La différence entre les prix que reçoivent l’abattoir et l’éleveur correspond à l’écart entre le prix de gros et le prix à la production. Cet écart reflète généralement les coûts unitaires pour l’abattoir de l’habillage, du désossage, de la freinte, des pertes à la coupe, de l’emballage et du transport et constitue, à plus long terme, une marge de profit en dédommagement des risques. La différence entre les prix que reçoivent le détaillant et l’abattoir correspond à l’écart entre les prix de détail et de gros. Cet écart reflète généralement les coûts unitaires pour le détaillant de l’habillage, du désossage, de l’emballage, du transport, des frais généraux du magasin, de la freinte et des pertes à la coupe et constitue, à plus long terme, une marge de profit en dédommagement des risques. À court terme, cependant, rien ne garantit un profit ni aux abattoirs ni aux détaillants, et ces écarts de prix peuvent entraîner des profits ou des pertes.

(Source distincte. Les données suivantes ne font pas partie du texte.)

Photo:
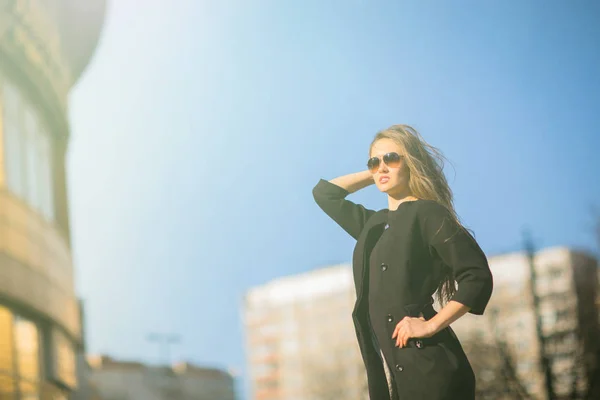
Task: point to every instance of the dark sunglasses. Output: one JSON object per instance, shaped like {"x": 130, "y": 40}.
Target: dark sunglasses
{"x": 392, "y": 160}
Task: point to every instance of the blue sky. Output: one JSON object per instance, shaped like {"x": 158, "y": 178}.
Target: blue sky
{"x": 200, "y": 128}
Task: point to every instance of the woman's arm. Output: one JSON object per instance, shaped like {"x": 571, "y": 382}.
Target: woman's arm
{"x": 354, "y": 182}
{"x": 459, "y": 251}
{"x": 331, "y": 197}
{"x": 410, "y": 327}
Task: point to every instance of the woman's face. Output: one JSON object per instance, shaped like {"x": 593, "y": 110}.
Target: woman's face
{"x": 391, "y": 179}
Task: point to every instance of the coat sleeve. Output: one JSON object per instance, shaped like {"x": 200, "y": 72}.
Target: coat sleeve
{"x": 332, "y": 200}
{"x": 458, "y": 250}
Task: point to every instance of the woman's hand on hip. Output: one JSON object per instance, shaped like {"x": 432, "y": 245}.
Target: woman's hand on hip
{"x": 412, "y": 328}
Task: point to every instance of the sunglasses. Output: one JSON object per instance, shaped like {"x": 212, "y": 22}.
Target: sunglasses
{"x": 392, "y": 160}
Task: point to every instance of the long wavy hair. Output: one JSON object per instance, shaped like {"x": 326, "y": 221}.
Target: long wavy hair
{"x": 427, "y": 181}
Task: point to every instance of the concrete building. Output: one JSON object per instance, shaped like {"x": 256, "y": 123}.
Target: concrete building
{"x": 566, "y": 284}
{"x": 300, "y": 338}
{"x": 121, "y": 380}
{"x": 301, "y": 343}
{"x": 44, "y": 47}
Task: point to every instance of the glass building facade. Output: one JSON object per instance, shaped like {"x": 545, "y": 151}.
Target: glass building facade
{"x": 44, "y": 47}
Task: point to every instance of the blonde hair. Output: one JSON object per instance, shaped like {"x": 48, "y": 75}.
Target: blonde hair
{"x": 427, "y": 182}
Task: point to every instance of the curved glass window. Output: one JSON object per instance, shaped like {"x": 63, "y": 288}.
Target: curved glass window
{"x": 27, "y": 151}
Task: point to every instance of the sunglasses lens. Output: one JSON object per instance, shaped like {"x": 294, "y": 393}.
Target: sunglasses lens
{"x": 373, "y": 164}
{"x": 392, "y": 160}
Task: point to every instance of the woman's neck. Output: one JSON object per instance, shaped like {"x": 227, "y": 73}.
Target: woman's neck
{"x": 395, "y": 201}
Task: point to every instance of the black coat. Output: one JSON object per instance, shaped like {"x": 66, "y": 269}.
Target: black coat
{"x": 422, "y": 239}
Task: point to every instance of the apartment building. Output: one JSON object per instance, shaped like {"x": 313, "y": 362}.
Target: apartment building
{"x": 301, "y": 343}
{"x": 300, "y": 338}
{"x": 125, "y": 380}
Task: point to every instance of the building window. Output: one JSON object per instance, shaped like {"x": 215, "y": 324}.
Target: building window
{"x": 64, "y": 359}
{"x": 27, "y": 151}
{"x": 27, "y": 340}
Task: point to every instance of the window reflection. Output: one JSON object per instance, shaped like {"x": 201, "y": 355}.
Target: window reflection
{"x": 65, "y": 359}
{"x": 6, "y": 353}
{"x": 28, "y": 358}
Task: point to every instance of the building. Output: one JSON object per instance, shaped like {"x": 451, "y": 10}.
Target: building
{"x": 44, "y": 47}
{"x": 121, "y": 380}
{"x": 300, "y": 338}
{"x": 566, "y": 284}
{"x": 301, "y": 342}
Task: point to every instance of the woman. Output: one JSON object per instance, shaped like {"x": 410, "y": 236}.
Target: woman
{"x": 403, "y": 255}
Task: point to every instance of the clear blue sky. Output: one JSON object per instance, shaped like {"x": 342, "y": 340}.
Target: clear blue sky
{"x": 201, "y": 127}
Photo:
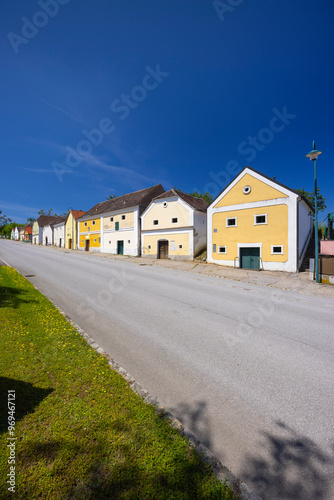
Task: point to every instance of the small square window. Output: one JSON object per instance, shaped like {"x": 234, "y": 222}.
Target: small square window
{"x": 260, "y": 219}
{"x": 231, "y": 221}
{"x": 277, "y": 249}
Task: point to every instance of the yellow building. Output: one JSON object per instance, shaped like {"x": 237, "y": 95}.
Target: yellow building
{"x": 258, "y": 223}
{"x": 113, "y": 226}
{"x": 174, "y": 226}
{"x": 71, "y": 234}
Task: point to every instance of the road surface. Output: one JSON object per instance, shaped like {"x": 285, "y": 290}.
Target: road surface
{"x": 248, "y": 369}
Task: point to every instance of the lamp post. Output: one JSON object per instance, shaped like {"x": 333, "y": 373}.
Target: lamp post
{"x": 313, "y": 155}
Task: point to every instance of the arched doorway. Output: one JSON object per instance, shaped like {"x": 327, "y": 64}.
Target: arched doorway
{"x": 162, "y": 249}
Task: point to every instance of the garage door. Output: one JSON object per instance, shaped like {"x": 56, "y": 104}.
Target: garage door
{"x": 250, "y": 258}
{"x": 163, "y": 249}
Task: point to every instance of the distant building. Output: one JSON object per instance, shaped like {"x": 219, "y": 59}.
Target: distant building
{"x": 174, "y": 226}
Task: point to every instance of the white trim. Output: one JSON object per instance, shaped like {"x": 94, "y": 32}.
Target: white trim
{"x": 277, "y": 253}
{"x": 253, "y": 204}
{"x": 260, "y": 223}
{"x": 273, "y": 184}
{"x": 233, "y": 225}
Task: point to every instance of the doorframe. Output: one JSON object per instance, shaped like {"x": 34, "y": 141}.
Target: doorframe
{"x": 158, "y": 247}
{"x": 250, "y": 245}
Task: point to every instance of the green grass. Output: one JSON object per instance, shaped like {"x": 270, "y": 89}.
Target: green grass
{"x": 81, "y": 431}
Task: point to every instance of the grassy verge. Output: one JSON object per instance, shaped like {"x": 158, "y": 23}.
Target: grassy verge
{"x": 81, "y": 431}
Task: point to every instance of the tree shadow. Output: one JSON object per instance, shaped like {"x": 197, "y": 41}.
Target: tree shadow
{"x": 121, "y": 475}
{"x": 27, "y": 397}
{"x": 12, "y": 297}
{"x": 194, "y": 417}
{"x": 289, "y": 466}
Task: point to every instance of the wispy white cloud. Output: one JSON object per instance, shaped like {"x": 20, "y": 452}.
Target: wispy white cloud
{"x": 58, "y": 108}
{"x": 16, "y": 207}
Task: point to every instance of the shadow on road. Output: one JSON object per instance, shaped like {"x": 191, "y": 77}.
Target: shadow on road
{"x": 12, "y": 297}
{"x": 289, "y": 466}
{"x": 194, "y": 417}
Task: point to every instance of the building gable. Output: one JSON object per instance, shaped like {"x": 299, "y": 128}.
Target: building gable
{"x": 249, "y": 187}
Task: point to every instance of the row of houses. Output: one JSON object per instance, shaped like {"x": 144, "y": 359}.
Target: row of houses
{"x": 254, "y": 223}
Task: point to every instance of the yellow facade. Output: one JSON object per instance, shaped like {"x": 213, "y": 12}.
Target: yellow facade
{"x": 259, "y": 192}
{"x": 94, "y": 240}
{"x": 125, "y": 220}
{"x": 246, "y": 232}
{"x": 164, "y": 216}
{"x": 90, "y": 225}
{"x": 151, "y": 244}
{"x": 71, "y": 232}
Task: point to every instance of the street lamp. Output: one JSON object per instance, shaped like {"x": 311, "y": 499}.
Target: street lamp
{"x": 313, "y": 155}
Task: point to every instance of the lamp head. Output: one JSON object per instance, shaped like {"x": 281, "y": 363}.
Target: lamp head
{"x": 313, "y": 155}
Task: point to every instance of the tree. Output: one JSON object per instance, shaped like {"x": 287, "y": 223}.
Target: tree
{"x": 310, "y": 197}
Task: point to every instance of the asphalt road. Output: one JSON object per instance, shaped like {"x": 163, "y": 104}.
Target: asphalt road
{"x": 248, "y": 369}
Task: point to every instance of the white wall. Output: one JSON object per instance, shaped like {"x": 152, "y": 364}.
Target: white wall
{"x": 47, "y": 233}
{"x": 110, "y": 238}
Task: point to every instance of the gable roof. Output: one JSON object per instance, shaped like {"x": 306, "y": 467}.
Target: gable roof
{"x": 196, "y": 203}
{"x": 77, "y": 213}
{"x": 61, "y": 220}
{"x": 45, "y": 220}
{"x": 141, "y": 198}
{"x": 274, "y": 181}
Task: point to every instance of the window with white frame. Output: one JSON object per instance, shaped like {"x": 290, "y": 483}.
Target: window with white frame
{"x": 260, "y": 219}
{"x": 277, "y": 250}
{"x": 231, "y": 221}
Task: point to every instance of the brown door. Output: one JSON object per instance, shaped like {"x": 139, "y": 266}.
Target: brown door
{"x": 163, "y": 249}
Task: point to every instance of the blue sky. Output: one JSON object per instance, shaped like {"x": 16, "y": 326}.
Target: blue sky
{"x": 184, "y": 93}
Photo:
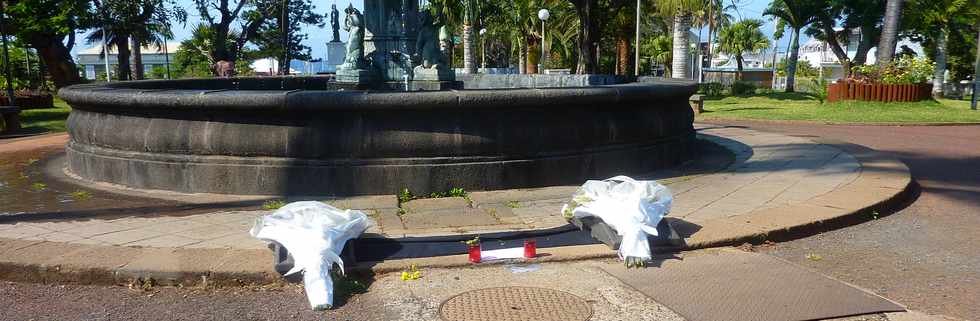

Comme il est indiqué ci-dessus, les prix de détail ont légèrement diminué depuis le début de la crise de l’ESB. Les prix de gros, représentés par les valeurs bouchères composites du boeuf de catégorie AAA, ont diminué de 27 % dans la foulée immédiate de la crise de l’ESB, mais se sont rétablis depuis. Le prix des bovins engraissés de l’Alberta a diminué d’environ 40 % au cours de l’été 2003, mais il a enregistré une hausse d’environ 20 % depuis. Ces données laissent entrevoir une augmentation de l’écart entre les prix de détail et les prix de gros et entre les prix de gros et les prix à la production. Le premier tableau du graphique 1.8 confirme ces deux tendances. L’écart entre le prix de gros et le prix à la production est passé d’environ 70 $/q en janvier 1999 à plus de 100 $/q en décembre 2003, alors que l’écart entre le prix de détail et le prix de gros est passé d’environ 220 $/q à plus de 320 $/q au cours de la même période.

Graphique 1.8

Fourchettes de prix de gros et détail
pour les bouvillons finis vivants
Prix des bouvillons finis par
rapport aux prix de détail

Graphique 1.8 Fourchettes de prix de gros et détail pour les bouvillons finis vivants/Prix des bouvillons finis par rapport aux prix de détail

Source :     Canfax et le George Morris Centre

Le deuxième graphique montre une diminution du prix à la ferme des bovins en tant que pourcentage du prix de détail du boeuf — une simple conséquence mathématique de l’augmentation des écarts entre les prix mentionnés ci-dessus. Le prix des bœufs engraissés de l’Alberta, qui représentait 25 % du prix de détail du boeuf en janvier 1999, ne représentait plus que 15 % de ce prix en décembre 2003. Au plus haut point de la crise de l’ESB, le prix des bovins engraissés a chuté à 7 % du prix de détail. Cependant, même si les deux graphiques mettent en lumière la situation critique des éleveurs par comparaison aux abattoirs et aux détaillants depuis le déclenchement de la crise de l’ESB — et confirment ce que de nombreux Canadiens pensaient — le deuxième graphique montre également que la tendance s’était amorcée il y a plus de quatre ans déjà — bien avant même la découverte d’un cas unique d’ESB au Canada.